High on Fire: Spitting Fire

High on Fire
Spitting Fire
eOne
2013-06-18

“Double-live album” is almost a punchline in rock music. In many cases, it’s regarded as an overindulgent money grab on fans, primarily designed to burn off one album from a contractual obligation to a record company. However, the bombast that is packed into a double-live album has yielded some of the most beloved live albums in rock (see KISS’s Alive!, Deep Purple’s Made in Japan, Iron Maiden’s Live After Death, and more recently, Wilco’s Kicking Television).

In an interview with Exclaim!, lead singer Matt Pike said, “it was time for a live album.” That statement pretty much sums up Spitting Fire. It gives listeners a two-hour punch of High on Fire’s traditional furnace-intense sludge, but overall, it feels like the reflexive gesture of putting out a live album because that’s just what bands do when they reach a certain number of albums.

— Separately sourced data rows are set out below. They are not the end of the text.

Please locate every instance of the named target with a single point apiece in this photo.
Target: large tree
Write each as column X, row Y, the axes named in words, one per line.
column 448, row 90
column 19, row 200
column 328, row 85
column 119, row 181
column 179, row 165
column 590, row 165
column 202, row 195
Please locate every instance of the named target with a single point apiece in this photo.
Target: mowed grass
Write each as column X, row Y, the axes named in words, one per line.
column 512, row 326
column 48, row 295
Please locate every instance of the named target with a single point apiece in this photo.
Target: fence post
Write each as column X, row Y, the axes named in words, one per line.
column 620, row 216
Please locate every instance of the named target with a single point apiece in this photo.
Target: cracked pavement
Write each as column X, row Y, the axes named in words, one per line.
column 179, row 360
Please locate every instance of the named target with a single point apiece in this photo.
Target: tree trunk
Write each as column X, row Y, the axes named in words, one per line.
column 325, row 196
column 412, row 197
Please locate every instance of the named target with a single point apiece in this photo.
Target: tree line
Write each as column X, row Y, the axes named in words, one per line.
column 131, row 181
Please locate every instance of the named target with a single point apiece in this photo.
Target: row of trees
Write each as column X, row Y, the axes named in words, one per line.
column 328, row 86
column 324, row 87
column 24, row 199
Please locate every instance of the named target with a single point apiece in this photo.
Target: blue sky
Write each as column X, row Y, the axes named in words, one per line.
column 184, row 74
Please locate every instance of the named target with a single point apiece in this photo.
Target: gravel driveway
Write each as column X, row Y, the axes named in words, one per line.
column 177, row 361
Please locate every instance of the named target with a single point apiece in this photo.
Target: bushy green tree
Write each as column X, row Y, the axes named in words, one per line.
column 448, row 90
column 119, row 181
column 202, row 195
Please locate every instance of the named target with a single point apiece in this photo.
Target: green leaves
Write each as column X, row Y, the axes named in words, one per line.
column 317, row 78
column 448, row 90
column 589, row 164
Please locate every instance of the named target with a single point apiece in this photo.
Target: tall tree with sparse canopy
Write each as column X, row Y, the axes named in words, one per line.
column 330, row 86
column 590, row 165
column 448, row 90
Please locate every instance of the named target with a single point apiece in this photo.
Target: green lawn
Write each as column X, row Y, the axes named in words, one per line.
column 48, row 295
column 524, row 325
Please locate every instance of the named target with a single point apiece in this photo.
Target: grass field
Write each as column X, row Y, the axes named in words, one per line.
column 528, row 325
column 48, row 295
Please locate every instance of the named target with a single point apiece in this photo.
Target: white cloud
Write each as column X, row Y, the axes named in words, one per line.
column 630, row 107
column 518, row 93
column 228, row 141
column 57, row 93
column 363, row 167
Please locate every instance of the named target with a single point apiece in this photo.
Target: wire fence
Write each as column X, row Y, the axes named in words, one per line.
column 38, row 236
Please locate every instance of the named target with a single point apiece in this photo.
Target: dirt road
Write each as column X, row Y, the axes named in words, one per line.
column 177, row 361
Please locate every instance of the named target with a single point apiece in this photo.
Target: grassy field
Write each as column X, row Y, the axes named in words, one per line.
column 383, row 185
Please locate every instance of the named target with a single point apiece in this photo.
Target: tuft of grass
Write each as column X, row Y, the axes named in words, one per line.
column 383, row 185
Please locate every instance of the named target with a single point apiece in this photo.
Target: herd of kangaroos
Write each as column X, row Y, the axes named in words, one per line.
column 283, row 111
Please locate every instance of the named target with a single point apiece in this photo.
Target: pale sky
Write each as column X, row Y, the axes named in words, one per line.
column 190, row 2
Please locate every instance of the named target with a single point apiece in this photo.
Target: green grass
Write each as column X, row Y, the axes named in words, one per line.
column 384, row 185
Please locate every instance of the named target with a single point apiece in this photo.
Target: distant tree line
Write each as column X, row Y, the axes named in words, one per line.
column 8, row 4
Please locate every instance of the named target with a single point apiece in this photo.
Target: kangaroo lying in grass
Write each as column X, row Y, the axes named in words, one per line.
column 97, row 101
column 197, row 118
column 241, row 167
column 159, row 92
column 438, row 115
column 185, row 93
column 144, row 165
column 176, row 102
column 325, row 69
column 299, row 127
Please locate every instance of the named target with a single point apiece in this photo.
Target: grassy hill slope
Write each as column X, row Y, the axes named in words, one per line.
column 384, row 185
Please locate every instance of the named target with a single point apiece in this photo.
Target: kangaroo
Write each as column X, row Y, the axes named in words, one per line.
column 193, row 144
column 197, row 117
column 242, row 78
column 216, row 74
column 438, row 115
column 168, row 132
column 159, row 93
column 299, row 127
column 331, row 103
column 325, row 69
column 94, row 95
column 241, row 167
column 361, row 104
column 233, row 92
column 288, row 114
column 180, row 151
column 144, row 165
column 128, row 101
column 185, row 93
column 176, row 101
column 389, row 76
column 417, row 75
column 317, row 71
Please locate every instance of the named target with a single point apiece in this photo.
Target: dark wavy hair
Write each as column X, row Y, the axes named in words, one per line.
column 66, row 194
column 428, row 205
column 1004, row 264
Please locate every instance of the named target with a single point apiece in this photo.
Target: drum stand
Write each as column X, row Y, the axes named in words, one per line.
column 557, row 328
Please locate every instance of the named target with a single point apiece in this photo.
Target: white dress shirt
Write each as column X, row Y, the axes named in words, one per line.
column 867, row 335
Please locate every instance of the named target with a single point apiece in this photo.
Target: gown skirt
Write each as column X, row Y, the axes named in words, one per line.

Still, for reflexing gestures, Spitting Fire has the power and the subtlety of a pile-driver. To state the obvious, listeners get the live versions (in fairly equal representation) of High on Fire’s albums. But unlike many live albums in the metal cannon, there are no extended guitar or drum solos, no reinventing of certain songs for the live environment, and virtually no crowd banter. The closest thing you get to banter in Spitting Fire is Pike screaming out the title of the next song, and him thanking the crowd before going into the final song, “Snakes for the Divine”.

Spitting Fire was recorded from two shows in New York City: one at the Bowery Ballroom, the second at the Music Hall of Williamsburg. Though both venues are far from an adversarial environment, the choice of venues seems like High on Fire’s answer to fringe accusations from the metal community that High on Fire are less a metal band and fall more into the much-derided “hipster metal” category. The two hours on Spitting Fire seem like a bruising answer to such charges.

The loyal treatment High on Fire gives to almost all of their songs in the live environment doesn’t yield much for new surprises. However, in terms of highlights, “DII”, “Fury Whip”, and the one-two closer of “Blood from Zion” and “Snakes for the Divine” are standouts, thanks not only to Pike’s guitar work, but drummer Den Kensel and bassist Jeff Matz.

As a double-disc, Spitting Fire falls into the “recommended for fans” category. For new initiates, there are too many studio albums that could qualify as “greatest hits” collections (see Death Is the Communion and last year’s De Vermis Mysteriis). But for a testament of what High on Fire are capable of doing in a live environment, Spitting Fire makes a helluva pitch for your concert-going budget if these guys are anywhere close to your area.